Iran: Fukuyama thinks that the US withdrew from the Nuclear agreement that Obama had signed thinking that if they restored the sanctions, they could make Iran sign a better agreement. And despite the growing rhetorical threats from Trump’s side, his actions and backpedaling actually prove that he does not want to deploy forces in the Middle East. The US-Iran relations are provocative, as according to Fukuyama Iran is constantly taunting the US. It is highly possible that one day Iran might do something that will require an actual response and it will not be possible anymore for Trump not to act. Hence, the possibility of the real conflict escalation with Iran is very real.

 

Saudi Arabia: According to Fukuyama, US politics with the Saudi Arabia (“A tribal federation sitting on a lot of oil” as described by him) has never been based on human rights or any other set of moral values. He also thinks that if the Saudi journalist Jamal Khashoggi had been killed during an Administration of a Democrat President, the US response, most likely, would be similar: the public critics and shaming would be followed by more business deals. Fukuyama thinks that there is another big challenge that the US faces in the Middle East and that is not human rights. As the Saudi and Gulf States want to engage US in the Sunni-Shia conflict, it is important to understand that it is very dangerous to have a stance or to pick a side in this debate. The US should not itself be sucked by the Islamic religious and political conflict.

 

Georgia & Ukraine: Fukuyama thinks that the political problem in Georgia is the same as the one in Ukraine. The people who actually hold the power are not the same ones who exercise the power. There is a growing unaccountable force of hidden power who manipulates the political processes behind the scenes.
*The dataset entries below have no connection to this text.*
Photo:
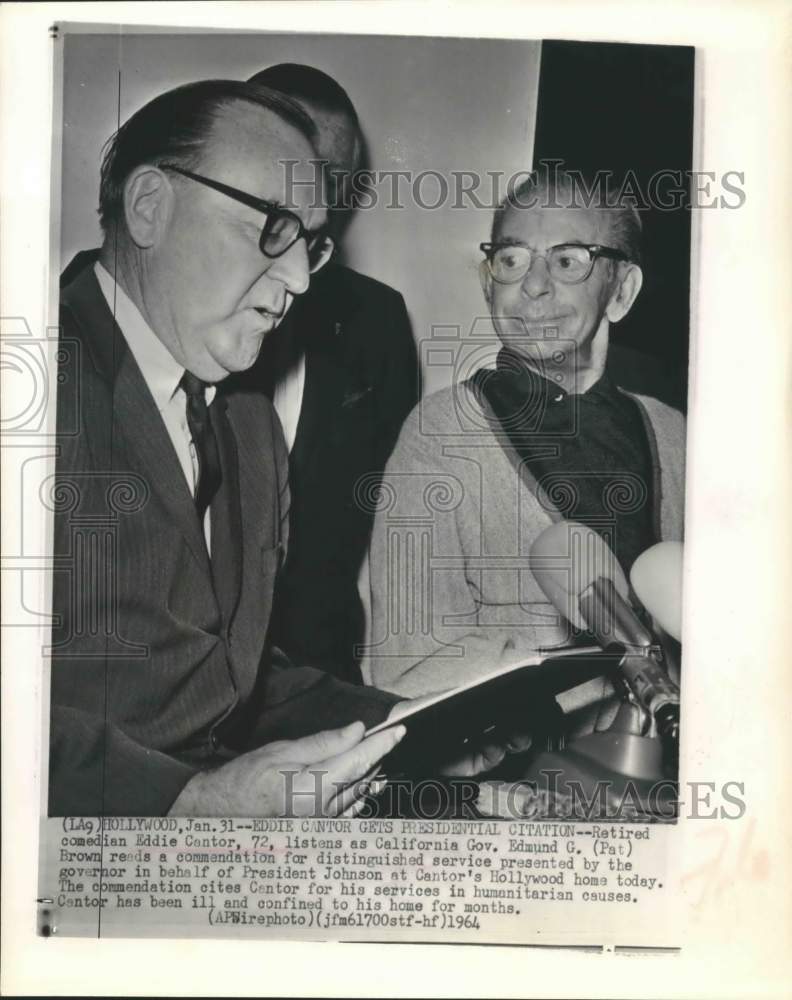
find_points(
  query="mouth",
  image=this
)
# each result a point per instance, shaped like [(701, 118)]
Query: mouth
[(543, 320)]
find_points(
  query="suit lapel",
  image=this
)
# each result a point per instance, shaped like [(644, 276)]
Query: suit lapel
[(135, 416), (145, 433)]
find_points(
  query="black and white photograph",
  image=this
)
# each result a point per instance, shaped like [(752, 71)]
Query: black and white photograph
[(363, 450), (295, 498)]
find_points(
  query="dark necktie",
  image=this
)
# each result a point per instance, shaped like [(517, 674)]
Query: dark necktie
[(202, 433)]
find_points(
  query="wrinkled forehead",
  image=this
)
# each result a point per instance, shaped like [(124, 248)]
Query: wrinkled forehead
[(545, 225), (255, 150)]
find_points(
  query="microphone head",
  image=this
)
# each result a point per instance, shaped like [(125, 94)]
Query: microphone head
[(566, 558), (656, 577)]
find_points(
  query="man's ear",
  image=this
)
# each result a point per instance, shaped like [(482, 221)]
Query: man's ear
[(628, 284), (486, 281), (148, 199)]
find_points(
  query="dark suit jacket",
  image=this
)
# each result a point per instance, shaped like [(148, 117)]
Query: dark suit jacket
[(160, 661), (361, 381)]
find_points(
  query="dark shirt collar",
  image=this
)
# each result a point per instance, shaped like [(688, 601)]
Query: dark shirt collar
[(527, 380)]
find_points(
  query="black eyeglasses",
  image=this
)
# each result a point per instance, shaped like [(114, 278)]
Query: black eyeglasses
[(569, 263), (282, 228)]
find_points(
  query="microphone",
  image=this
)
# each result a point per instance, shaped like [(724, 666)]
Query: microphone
[(582, 578), (656, 578)]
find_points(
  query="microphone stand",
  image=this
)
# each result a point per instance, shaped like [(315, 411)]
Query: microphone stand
[(628, 770)]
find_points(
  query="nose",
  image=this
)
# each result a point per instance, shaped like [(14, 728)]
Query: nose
[(537, 280), (292, 268)]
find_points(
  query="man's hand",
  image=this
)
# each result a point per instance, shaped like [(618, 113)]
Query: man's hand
[(326, 774), (482, 755)]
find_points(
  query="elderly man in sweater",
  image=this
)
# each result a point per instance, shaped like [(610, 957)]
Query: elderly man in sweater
[(483, 467)]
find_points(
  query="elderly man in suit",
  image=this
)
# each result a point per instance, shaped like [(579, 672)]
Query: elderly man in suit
[(482, 468), (342, 371), (171, 499)]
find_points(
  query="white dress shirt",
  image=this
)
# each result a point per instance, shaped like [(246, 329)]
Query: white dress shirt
[(162, 374), (287, 399)]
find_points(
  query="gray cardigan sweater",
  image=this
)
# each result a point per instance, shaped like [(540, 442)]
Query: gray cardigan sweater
[(451, 595)]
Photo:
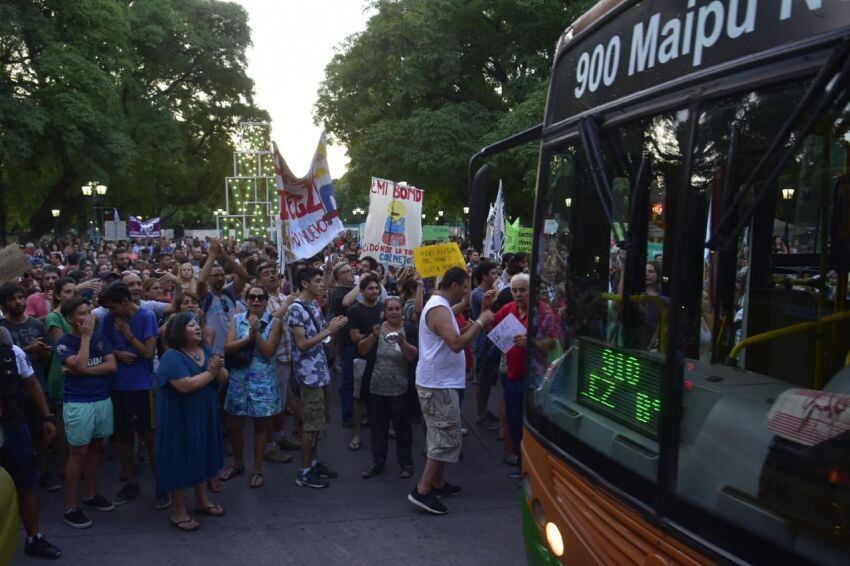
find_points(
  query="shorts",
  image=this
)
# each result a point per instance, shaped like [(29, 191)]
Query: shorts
[(315, 408), (441, 409), (133, 411), (284, 371), (85, 421), (486, 370), (16, 455), (359, 370)]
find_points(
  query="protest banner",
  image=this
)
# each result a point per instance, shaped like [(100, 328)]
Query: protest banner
[(147, 229), (518, 238), (434, 261), (307, 205), (394, 223), (433, 233)]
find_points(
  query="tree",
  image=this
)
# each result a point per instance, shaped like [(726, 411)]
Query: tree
[(429, 82), (142, 96)]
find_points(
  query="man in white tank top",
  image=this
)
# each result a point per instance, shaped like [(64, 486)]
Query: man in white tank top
[(440, 373)]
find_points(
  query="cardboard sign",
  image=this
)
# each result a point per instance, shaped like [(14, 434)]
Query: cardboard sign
[(394, 223), (434, 261)]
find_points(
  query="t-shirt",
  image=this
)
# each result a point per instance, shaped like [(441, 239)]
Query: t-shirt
[(25, 334), (137, 376), (37, 305), (364, 318), (84, 388), (311, 367), (218, 315), (390, 374), (12, 394), (338, 309)]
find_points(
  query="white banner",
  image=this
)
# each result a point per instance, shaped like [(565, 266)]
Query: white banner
[(307, 205), (394, 224)]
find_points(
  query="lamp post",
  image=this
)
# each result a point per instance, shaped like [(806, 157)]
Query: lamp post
[(93, 189), (787, 196), (55, 212)]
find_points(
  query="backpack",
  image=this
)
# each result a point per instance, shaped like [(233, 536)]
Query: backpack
[(11, 394)]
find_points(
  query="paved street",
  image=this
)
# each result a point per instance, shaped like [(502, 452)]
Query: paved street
[(355, 521)]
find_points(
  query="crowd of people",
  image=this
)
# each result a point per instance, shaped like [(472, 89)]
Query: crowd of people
[(169, 347)]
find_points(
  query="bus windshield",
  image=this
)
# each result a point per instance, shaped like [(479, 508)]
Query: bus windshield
[(762, 329)]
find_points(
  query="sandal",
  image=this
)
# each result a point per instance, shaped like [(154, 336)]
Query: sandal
[(186, 525), (257, 480), (231, 472), (213, 510)]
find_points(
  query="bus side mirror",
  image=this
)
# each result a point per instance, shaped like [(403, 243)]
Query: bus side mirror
[(478, 206)]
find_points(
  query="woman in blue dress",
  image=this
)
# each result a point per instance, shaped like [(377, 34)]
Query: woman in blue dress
[(188, 431), (254, 390)]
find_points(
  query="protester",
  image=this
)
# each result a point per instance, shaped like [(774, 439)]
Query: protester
[(391, 345), (440, 373), (16, 450), (362, 317), (132, 331), (188, 447), (312, 373), (90, 369), (253, 390)]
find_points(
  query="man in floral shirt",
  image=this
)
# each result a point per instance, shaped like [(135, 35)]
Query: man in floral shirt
[(311, 372)]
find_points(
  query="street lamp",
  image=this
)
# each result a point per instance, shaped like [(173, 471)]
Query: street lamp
[(787, 196), (94, 190)]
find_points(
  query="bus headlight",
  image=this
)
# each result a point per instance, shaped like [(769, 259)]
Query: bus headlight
[(553, 537)]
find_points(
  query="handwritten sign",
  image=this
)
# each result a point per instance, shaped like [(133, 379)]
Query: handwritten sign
[(434, 261), (504, 333)]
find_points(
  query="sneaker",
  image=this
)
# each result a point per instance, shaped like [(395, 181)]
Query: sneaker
[(275, 456), (40, 547), (162, 501), (127, 494), (373, 470), (428, 502), (311, 479), (98, 503), (447, 490), (50, 482), (76, 518), (324, 472)]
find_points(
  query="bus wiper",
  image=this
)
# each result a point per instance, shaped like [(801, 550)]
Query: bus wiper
[(590, 142), (838, 60)]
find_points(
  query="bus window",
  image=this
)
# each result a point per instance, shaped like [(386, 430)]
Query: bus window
[(599, 378), (764, 443)]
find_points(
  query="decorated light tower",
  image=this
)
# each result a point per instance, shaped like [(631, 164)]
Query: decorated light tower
[(251, 198)]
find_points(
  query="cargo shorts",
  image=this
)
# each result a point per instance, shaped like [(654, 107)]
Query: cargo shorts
[(441, 409)]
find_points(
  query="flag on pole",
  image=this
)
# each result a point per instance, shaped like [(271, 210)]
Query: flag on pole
[(496, 242), (307, 205)]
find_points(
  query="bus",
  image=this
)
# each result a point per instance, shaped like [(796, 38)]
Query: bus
[(692, 242)]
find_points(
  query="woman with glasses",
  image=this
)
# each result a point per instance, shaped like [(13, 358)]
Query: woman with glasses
[(253, 391)]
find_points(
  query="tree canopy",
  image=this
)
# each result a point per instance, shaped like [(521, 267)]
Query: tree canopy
[(430, 82), (141, 96)]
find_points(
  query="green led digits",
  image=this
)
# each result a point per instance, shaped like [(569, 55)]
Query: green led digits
[(616, 381)]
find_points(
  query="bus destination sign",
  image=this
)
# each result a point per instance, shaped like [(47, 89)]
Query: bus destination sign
[(624, 385), (652, 43)]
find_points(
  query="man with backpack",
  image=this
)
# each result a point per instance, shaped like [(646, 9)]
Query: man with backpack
[(16, 450)]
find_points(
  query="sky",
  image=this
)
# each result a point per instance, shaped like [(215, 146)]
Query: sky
[(293, 41)]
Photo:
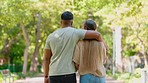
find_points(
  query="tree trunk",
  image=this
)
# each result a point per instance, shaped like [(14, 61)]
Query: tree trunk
[(34, 62), (26, 37), (118, 36)]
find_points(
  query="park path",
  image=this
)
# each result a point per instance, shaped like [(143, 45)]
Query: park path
[(40, 79)]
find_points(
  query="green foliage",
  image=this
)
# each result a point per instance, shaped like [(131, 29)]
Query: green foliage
[(127, 77)]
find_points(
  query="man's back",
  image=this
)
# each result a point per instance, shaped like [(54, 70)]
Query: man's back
[(62, 43)]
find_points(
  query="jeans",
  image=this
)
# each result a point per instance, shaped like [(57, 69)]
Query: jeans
[(89, 78), (70, 78)]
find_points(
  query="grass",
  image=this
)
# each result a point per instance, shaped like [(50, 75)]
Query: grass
[(127, 77)]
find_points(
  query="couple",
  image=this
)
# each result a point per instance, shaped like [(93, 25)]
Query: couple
[(65, 51)]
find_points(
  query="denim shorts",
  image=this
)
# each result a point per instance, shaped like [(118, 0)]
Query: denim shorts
[(69, 78), (89, 78)]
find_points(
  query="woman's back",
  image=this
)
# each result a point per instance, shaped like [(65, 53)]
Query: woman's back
[(90, 55)]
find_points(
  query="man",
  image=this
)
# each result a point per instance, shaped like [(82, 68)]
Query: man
[(59, 48)]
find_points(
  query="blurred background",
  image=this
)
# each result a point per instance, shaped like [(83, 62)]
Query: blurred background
[(25, 25)]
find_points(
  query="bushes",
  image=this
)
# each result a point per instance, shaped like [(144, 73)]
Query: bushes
[(127, 77)]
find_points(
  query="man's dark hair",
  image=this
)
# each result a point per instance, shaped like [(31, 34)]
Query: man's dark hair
[(67, 15), (90, 25)]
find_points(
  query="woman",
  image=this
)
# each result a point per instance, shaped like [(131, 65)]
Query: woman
[(89, 57)]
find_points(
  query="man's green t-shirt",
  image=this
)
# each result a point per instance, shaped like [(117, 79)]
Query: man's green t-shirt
[(62, 43)]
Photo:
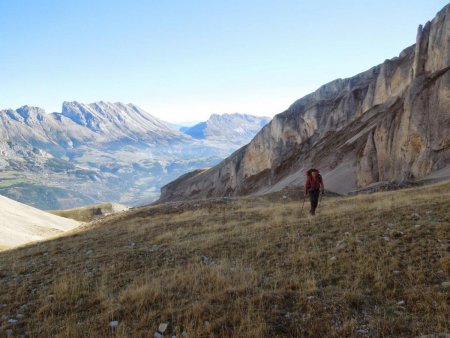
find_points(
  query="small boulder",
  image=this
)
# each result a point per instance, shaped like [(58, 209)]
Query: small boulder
[(114, 323)]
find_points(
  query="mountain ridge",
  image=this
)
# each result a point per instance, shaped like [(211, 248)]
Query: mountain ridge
[(390, 122)]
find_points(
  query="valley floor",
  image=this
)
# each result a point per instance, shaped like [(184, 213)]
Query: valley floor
[(367, 265)]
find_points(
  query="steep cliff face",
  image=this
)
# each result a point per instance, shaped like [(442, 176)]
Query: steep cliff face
[(391, 122)]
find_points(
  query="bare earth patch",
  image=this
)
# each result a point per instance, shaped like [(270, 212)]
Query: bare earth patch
[(366, 266)]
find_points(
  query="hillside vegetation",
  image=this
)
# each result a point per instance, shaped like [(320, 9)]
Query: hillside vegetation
[(91, 212), (366, 266)]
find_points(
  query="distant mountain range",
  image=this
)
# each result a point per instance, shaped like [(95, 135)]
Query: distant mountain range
[(103, 151), (236, 128), (388, 124)]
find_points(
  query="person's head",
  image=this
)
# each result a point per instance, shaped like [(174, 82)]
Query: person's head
[(312, 172)]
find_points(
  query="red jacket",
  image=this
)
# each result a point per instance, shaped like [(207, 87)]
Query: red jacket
[(312, 184)]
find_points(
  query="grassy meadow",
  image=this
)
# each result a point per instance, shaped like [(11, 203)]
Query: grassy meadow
[(365, 266)]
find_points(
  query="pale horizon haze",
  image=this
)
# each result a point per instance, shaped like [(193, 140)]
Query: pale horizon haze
[(185, 60)]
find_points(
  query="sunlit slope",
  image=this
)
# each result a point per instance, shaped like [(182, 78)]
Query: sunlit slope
[(368, 265)]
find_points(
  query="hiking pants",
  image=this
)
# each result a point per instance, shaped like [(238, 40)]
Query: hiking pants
[(314, 199)]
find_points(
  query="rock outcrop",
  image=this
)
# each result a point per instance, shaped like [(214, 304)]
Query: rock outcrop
[(390, 123)]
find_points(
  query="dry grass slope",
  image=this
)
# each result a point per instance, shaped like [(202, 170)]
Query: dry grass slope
[(368, 266)]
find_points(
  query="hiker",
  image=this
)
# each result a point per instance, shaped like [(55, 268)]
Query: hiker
[(314, 186)]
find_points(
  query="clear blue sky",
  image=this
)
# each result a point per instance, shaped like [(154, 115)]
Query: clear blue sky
[(182, 60)]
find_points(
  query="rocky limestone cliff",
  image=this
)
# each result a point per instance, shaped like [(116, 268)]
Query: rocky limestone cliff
[(391, 122)]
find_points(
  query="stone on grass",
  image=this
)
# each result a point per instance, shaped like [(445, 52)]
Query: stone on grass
[(163, 327), (114, 323), (445, 285)]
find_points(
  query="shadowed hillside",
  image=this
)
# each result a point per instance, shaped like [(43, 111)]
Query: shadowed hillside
[(366, 266)]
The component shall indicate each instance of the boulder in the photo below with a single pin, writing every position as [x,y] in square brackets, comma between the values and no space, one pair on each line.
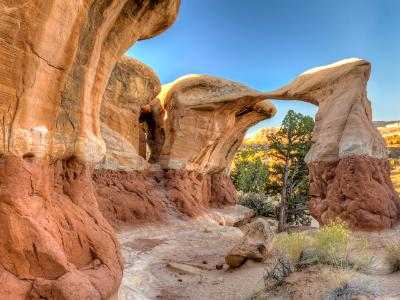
[56,59]
[255,244]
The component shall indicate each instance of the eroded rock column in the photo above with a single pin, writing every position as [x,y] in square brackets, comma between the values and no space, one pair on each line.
[348,162]
[56,58]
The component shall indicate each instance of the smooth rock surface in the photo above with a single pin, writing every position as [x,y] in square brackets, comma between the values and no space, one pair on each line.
[255,244]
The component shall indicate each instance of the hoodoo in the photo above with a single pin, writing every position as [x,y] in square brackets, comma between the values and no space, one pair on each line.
[90,138]
[56,58]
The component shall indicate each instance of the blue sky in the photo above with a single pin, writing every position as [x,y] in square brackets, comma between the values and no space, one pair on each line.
[266,43]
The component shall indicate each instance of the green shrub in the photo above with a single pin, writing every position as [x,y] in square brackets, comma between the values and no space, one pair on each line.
[392,254]
[292,244]
[261,204]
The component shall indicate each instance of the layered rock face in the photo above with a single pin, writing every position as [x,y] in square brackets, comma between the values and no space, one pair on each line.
[349,172]
[193,129]
[56,58]
[87,134]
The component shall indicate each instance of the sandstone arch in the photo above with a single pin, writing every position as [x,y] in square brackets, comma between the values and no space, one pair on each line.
[350,175]
[56,58]
[349,171]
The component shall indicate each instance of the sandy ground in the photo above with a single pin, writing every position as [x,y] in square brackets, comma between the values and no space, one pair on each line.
[396,178]
[201,243]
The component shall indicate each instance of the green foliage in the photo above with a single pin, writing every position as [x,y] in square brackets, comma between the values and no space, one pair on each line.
[288,171]
[329,245]
[273,162]
[249,174]
[261,204]
[293,245]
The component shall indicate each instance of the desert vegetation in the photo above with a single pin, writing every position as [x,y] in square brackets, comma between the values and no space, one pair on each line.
[270,172]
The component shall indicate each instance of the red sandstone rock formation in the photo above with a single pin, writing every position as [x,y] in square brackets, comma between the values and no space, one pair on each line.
[56,61]
[349,172]
[56,58]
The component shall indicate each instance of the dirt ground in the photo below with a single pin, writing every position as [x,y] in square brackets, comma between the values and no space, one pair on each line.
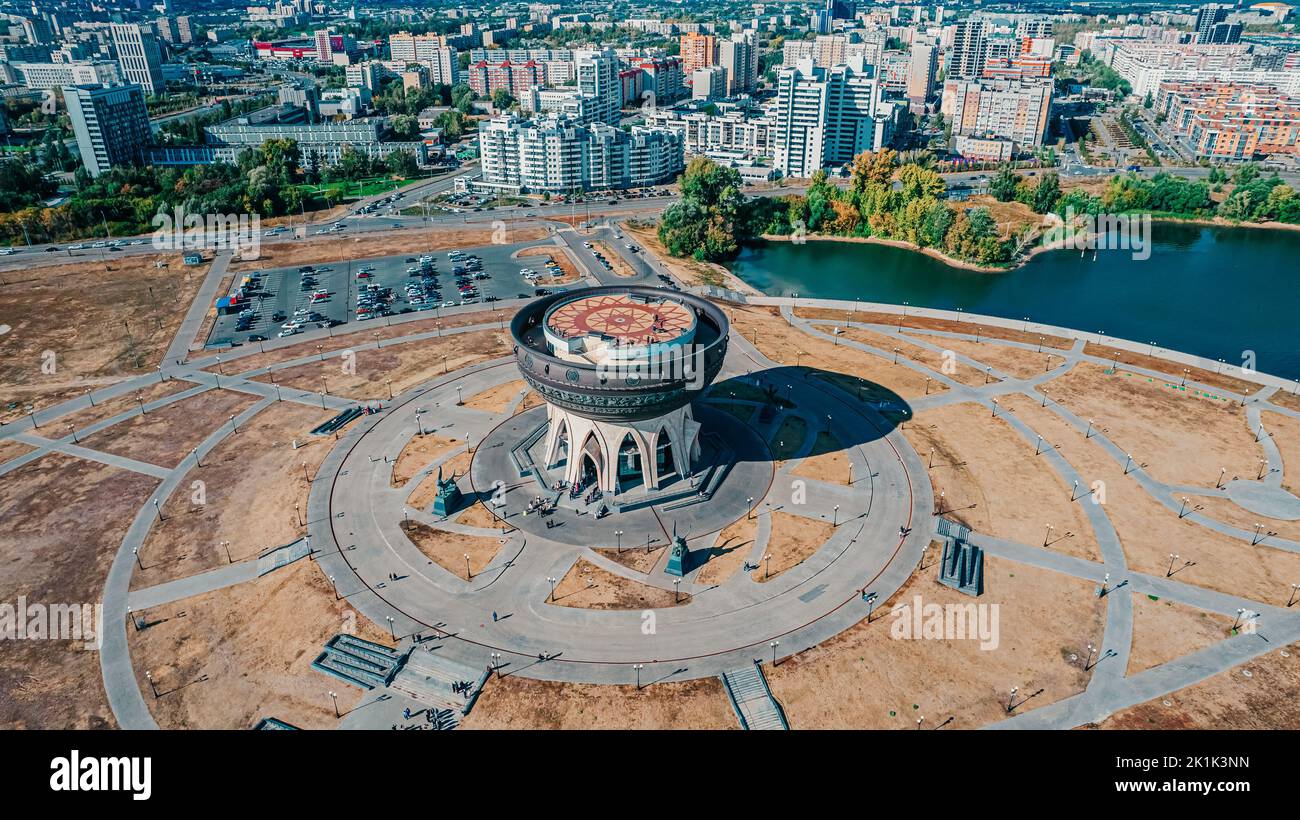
[934,324]
[168,434]
[1014,361]
[586,586]
[831,461]
[449,550]
[992,482]
[362,246]
[781,343]
[229,658]
[107,408]
[64,521]
[1268,699]
[416,454]
[1149,532]
[427,490]
[1227,512]
[620,265]
[497,399]
[1173,369]
[1164,630]
[923,356]
[243,494]
[637,559]
[1179,435]
[792,542]
[364,334]
[11,450]
[866,679]
[733,547]
[514,702]
[406,365]
[1286,435]
[86,325]
[568,270]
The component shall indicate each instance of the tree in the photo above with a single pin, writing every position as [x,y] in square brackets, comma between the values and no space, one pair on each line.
[1002,187]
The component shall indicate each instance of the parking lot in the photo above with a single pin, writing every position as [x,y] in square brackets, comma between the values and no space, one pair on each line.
[349,291]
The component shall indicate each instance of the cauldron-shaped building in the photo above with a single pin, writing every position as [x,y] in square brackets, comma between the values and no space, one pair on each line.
[618,368]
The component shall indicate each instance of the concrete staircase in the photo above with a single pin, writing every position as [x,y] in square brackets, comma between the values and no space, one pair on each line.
[753,701]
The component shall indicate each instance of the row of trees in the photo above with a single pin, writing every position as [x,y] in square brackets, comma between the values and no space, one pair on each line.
[124,200]
[714,218]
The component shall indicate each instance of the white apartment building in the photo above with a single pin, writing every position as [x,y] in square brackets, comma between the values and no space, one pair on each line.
[1014,109]
[139,56]
[558,155]
[1147,65]
[827,116]
[76,73]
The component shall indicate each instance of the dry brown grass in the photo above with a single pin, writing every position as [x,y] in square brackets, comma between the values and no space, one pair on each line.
[1286,435]
[935,360]
[1149,532]
[243,494]
[406,365]
[733,547]
[637,559]
[449,550]
[1268,699]
[586,586]
[168,434]
[64,520]
[793,541]
[1181,437]
[919,322]
[992,482]
[781,343]
[497,399]
[1171,368]
[1164,630]
[92,325]
[1014,361]
[229,658]
[863,679]
[416,454]
[515,702]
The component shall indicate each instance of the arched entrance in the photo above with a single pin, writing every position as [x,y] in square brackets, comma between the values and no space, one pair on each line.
[666,464]
[631,471]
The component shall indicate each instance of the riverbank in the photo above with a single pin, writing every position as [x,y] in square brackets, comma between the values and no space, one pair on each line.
[908,246]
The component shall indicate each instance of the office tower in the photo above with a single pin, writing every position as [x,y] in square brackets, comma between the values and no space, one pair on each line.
[111,124]
[922,69]
[139,56]
[1207,17]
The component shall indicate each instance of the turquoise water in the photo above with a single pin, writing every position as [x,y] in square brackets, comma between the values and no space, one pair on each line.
[1220,293]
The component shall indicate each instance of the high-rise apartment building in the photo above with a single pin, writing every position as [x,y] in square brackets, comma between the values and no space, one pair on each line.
[826,116]
[139,56]
[111,124]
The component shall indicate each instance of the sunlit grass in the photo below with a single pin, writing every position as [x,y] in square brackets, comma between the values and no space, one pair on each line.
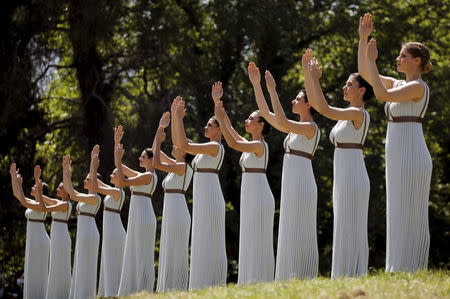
[424,284]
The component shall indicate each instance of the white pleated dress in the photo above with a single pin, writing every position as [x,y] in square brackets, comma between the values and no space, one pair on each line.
[113,246]
[173,269]
[408,178]
[60,270]
[84,274]
[208,252]
[138,270]
[351,189]
[256,257]
[297,251]
[37,251]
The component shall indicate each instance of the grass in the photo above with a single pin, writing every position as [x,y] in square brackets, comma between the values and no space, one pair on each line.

It is also visible that there is a growing Russian influence in these countries which can only be handled through the upcoming elections. The upcoming elections in Georgia will be a test for the country’s commitment to the Euro-Atlantic alliance.

 

Francis Fukuyama

 

Fukuyama also claimed that even if the Democrats win next year, it is highly possible that everything will not come back to order that was established before Trump. He thinks that there is a long-lasting damage that Trump has caused to the US Foreign and Internal Politics. He has energized a very active and angry base of anti-internationalist Americans, which did not exist before. Hence, any president coming after him will be obliged to deal with this base.